Blog

Becoming Tough... Not Hard

February 14, 2014  |  Practical life coaching

By Lloyd J. Thomas, Ph.D. 

In his book, "Maximum Achievement," Brian Tracy reports that one of the most important lessons he has learned is that "life is hard."  As a high-school "drop out," he believed that success would be easy.  After all, people who are massively successful in any endeavor, make it appear so easy.  Masterful action always looks easy.  But to become a "master" at anything requires hard work and lots of practice.  In order to master your life, you may need to become very tough...without becoming hard.  Not an easy distinction to make.  It's even more difficult to implement as grown-up unconscious habits. 
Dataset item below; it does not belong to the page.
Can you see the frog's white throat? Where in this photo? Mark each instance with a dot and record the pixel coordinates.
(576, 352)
Fine leather is tough, strong, flexible AND soft.  Glass on the other hand, is brittle, inflexible and hard.  Would you rather be tough like leather, or hard like glass?  Here are several suggestions for becoming softly tough without becoming hard and easily broken. 

We usually spend the first 18-21 years of our lives adapting to our childhood and its circumstances.  Prior to that, we were never "adults."  Adapting to adulthood requires we learn new adaptations.  Don't spend the rest of your life "getting over" your childhood.  Be courageous enough to discover (and accept) "the real you" as an adult.  Below are a few suggestions for accomplishing that.  
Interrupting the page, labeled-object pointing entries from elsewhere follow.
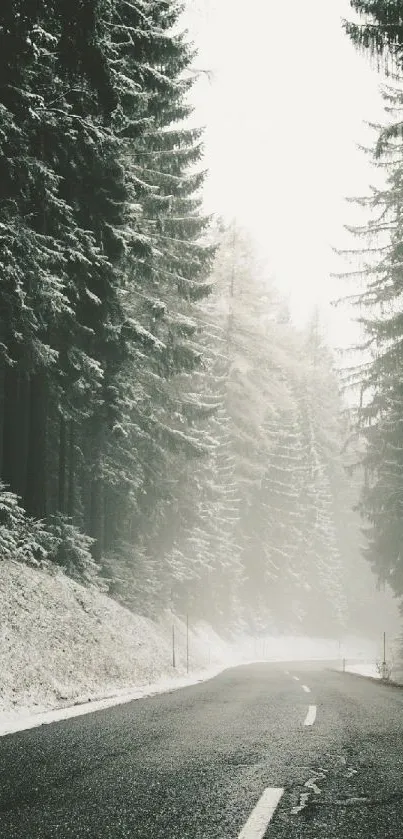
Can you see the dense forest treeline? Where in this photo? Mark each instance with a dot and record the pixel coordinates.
(164, 428)
(378, 31)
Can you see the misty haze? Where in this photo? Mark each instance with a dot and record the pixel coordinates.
(201, 419)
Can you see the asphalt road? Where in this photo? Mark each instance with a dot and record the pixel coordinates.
(194, 763)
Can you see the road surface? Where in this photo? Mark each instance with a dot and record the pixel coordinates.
(293, 751)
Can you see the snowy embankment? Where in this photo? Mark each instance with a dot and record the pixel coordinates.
(62, 644)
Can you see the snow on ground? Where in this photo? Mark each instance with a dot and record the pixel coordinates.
(63, 644)
(66, 650)
(364, 669)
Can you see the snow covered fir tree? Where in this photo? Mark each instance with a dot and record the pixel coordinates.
(166, 432)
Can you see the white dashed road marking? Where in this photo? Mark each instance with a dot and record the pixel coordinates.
(261, 816)
(311, 715)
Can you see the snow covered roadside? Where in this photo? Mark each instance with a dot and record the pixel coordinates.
(67, 650)
(368, 669)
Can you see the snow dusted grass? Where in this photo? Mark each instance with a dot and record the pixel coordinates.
(63, 644)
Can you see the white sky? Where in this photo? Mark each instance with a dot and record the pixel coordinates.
(284, 113)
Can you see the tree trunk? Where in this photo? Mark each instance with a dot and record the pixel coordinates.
(22, 431)
(71, 472)
(62, 465)
(97, 518)
(36, 472)
(2, 383)
(10, 428)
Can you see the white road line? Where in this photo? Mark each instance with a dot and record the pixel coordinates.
(311, 715)
(261, 816)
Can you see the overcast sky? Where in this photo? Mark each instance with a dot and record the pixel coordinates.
(284, 113)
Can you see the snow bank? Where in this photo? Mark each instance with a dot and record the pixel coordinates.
(66, 649)
(62, 644)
First, update your self-concept to reflect who you are as an adult, not who you concluded you were when you were a child...or even a teenager.  Beneath your childhood self-concept is a being that is most knowledgeable, most unique, most powerful, most valuable, most loveable and mostly spiritual in nature.  Discover your true nature as a capable adult and you become toughened against outside pressures and stressors. 

Secondly, become expressive of who you really are...your "authentic self."  Toughness isn't a defensive fa*ade, nor a false "persona."  Toughness is confidence in your own self-awareness and expressing your true self in all that you think, say and do.  William Purkey once wrote, "Dance like no one is watching.  Love like you'll never be hurt.  Sing like no one is listening.  Live like it's heaven on earth." 
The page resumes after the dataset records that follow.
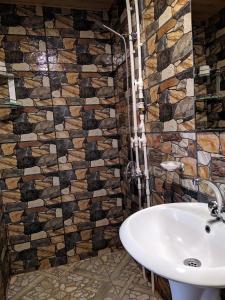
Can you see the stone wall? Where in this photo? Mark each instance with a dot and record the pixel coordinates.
(208, 38)
(60, 171)
(169, 98)
(4, 262)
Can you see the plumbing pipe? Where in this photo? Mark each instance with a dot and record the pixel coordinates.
(121, 36)
(135, 139)
(143, 140)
Become tough by taking total responsibility for your actions and their effects on others.  Recognize that you have an overriding responsibility to those with whom you have any contact.  You cannot change others.  You can only modify your own response habits.  If the impact you have on others does not benefit them...you have become hardened, not tough. 

Become open and receptive to whatever life has to offer you.  Most of us have learned to protect ourselves through defensiveness.  Our defenses may lower our anxiety, but they also shut others out and keep our authentic selves hidden. Defensiveness breaks contact with life.  Without such contact, like un-tanned leather, you become stiff and brittle...in a word, "hard."  Life will often abrade you, hurt you, and polish you...until who you really are shines through. 

Guard yourself without defending who you are.  Guarding your inner well-being, nourishing yourself, taking great care of your true self, and avoiding contact with toxic people and situations, all represent self-protection (guarding) while remaining open to whatever life offers you. 

When life is hard, love.  Unconditionally love.  Splash it all around.  Love yourself, others, your environment, your relationships, and your God.  Love without reservation or conditions.  Love with no expectations or value judgment regarding "deservedness."  Love under all circumstances.  To be able to do that is genuine toughness without hardness. 

Don't let life break you!  Update your childhood adaptations!  Become maximally flexible, tough and soft.  Become the fully functioning adult you were meant to be, and enjoy being alive.